Ella abrió los ojos lentamente.
Sus pestañas estaban húmedas.
—Mamá —murmuró.
—Estoy aquí.
Mia levantó la cabeza.
Entonces vio a Alexander.
Lo observó sin miedo.
Él quedó completamente inmóvil.
—¿Quién es? —preguntó ella.
No supe qué decir.
Alexander tampoco.
Finalmente respondió:
—Soy un amigo de tu mamá.
Mia estudió su rostro.
Después señaló una pequeña cicatriz junto a su ceja.
—Yo también tengo una.
Me apartó el cabello.
Sobre su ceja izquierda había una marca diminuta, casi invisible.
Alexander llevó una mano a la suya.
El parecido era imposible de ignorar.
—Necesitamos una prueba —dije.
—Ya la solicité.
—¿Sin mi permiso?
—Solo pedí que prepararan el laboratorio. No tomarán ninguna muestra sin tu consentimiento.
—¿Y si resulta que no es su hija?
—Seguiré ayudándote a demostrar lo que Daniel hizo.
—¿Por qué?
Alexander miró la fotografía de la habitación 1806.
—Porque también me utilizaron.
No había compasión en su voz.
Había rabia.
—Y porque Nolan no murió en un accidente.
Sentí un escalofrío.
—¿Qué quiere decir?
—Los frenos de su automóvil fueron manipulados.
—¿Cree que Daniel lo hizo?
—Creo que Nolan empezó a pedir más dinero para guardar silencio.
—Daniel no sería capaz de matar a alguien.

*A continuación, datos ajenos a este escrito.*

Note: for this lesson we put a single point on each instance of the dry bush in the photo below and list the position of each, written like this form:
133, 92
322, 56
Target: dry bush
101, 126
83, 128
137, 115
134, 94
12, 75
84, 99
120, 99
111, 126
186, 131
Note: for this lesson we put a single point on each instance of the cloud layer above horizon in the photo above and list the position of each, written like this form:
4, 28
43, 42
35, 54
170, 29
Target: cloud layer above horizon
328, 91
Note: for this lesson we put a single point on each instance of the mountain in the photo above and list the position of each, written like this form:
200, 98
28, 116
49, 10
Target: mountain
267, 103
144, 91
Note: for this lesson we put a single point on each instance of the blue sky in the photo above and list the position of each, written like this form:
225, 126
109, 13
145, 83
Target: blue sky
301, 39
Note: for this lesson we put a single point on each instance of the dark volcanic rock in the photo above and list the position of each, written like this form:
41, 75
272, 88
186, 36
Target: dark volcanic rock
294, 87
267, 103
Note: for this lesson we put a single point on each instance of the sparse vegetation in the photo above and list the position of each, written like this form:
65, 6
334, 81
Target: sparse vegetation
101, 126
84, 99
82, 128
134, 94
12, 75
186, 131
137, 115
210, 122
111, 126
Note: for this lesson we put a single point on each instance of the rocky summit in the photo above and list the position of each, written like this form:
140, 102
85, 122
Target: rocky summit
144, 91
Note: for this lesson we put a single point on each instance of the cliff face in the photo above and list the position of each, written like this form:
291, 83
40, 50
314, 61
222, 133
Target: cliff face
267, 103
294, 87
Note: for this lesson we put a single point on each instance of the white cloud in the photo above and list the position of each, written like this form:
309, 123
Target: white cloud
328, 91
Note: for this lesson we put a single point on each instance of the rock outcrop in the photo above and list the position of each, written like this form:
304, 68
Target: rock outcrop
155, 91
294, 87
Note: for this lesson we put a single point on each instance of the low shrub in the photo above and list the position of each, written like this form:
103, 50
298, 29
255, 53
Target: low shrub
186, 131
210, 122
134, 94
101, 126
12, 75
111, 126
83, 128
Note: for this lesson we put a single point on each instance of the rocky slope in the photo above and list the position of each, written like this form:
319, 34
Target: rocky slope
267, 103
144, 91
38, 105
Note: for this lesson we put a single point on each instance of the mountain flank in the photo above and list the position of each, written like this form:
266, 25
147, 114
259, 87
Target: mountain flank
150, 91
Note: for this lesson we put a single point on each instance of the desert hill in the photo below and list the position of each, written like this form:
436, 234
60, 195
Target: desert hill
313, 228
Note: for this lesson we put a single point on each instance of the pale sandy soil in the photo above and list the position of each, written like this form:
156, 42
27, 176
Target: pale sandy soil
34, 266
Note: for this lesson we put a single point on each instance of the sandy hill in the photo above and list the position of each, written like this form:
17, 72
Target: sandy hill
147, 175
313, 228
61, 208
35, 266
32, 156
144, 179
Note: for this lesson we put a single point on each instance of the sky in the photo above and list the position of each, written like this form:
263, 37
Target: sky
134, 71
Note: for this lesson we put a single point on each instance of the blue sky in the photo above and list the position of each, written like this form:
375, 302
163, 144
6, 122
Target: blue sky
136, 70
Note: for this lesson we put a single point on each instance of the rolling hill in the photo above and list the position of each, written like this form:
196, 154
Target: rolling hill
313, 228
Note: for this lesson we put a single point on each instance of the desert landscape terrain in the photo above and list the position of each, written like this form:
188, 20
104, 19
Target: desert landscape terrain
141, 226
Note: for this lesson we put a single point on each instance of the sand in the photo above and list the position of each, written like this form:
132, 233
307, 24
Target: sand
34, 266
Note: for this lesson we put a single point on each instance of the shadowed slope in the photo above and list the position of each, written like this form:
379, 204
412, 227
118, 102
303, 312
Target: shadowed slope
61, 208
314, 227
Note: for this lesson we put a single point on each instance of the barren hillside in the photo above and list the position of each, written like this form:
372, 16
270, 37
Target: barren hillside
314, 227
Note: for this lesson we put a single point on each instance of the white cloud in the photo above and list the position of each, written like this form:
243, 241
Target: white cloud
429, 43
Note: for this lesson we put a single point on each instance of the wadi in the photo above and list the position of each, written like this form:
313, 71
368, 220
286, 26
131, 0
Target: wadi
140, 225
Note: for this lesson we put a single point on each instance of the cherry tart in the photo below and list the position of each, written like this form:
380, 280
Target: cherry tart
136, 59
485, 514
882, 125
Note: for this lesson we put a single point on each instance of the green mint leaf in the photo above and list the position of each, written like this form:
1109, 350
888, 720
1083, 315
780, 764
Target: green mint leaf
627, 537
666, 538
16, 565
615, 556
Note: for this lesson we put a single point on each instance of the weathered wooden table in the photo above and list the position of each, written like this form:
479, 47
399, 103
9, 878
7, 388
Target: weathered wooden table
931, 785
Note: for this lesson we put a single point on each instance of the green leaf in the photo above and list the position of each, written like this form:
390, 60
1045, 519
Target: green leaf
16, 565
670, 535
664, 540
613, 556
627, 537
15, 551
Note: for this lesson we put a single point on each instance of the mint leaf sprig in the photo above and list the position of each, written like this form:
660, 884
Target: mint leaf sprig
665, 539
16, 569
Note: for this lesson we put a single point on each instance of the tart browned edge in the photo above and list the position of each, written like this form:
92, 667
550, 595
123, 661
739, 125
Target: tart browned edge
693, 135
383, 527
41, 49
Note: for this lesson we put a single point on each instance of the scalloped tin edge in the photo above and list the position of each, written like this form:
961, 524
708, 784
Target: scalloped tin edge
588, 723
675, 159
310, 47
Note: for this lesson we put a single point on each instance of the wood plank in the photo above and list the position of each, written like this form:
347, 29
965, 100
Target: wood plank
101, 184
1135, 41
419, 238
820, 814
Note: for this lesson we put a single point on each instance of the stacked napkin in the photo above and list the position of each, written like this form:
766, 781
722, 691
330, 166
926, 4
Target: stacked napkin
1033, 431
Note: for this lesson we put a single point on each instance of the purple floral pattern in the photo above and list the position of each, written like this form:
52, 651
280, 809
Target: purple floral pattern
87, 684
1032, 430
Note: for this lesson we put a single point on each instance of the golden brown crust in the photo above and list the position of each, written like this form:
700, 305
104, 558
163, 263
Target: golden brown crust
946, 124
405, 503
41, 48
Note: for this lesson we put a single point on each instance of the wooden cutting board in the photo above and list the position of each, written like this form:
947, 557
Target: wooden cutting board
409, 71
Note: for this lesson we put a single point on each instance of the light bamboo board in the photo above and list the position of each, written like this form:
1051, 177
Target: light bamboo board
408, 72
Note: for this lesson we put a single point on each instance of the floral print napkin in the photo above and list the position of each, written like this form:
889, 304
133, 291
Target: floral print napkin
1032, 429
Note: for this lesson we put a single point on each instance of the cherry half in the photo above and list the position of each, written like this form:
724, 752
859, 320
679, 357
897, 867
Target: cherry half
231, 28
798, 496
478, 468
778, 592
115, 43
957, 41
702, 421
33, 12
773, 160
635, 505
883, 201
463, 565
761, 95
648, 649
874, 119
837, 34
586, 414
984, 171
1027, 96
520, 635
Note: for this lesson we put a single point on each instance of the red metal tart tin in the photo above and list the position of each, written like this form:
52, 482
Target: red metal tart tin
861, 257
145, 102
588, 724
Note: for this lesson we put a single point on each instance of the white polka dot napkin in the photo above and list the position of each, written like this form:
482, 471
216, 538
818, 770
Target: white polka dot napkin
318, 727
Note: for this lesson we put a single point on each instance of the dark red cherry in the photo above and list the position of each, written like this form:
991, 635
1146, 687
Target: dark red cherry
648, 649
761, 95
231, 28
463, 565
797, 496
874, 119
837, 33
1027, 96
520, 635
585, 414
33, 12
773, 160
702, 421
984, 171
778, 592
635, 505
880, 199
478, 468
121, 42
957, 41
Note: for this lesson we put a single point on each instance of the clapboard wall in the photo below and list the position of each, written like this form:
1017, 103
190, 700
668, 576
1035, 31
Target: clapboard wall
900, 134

Las palabras salieron por costumbre.
Alexander me sostuvo la mirada.
—¿Hace una hora creías que sería capaz de drogarte y dejar a un desconocido en tu habitación?
No respondí.
Mi teléfono vibró.
Era un mensaje de Daniel.
“Necesito que firmes un último documento sobre Mia.”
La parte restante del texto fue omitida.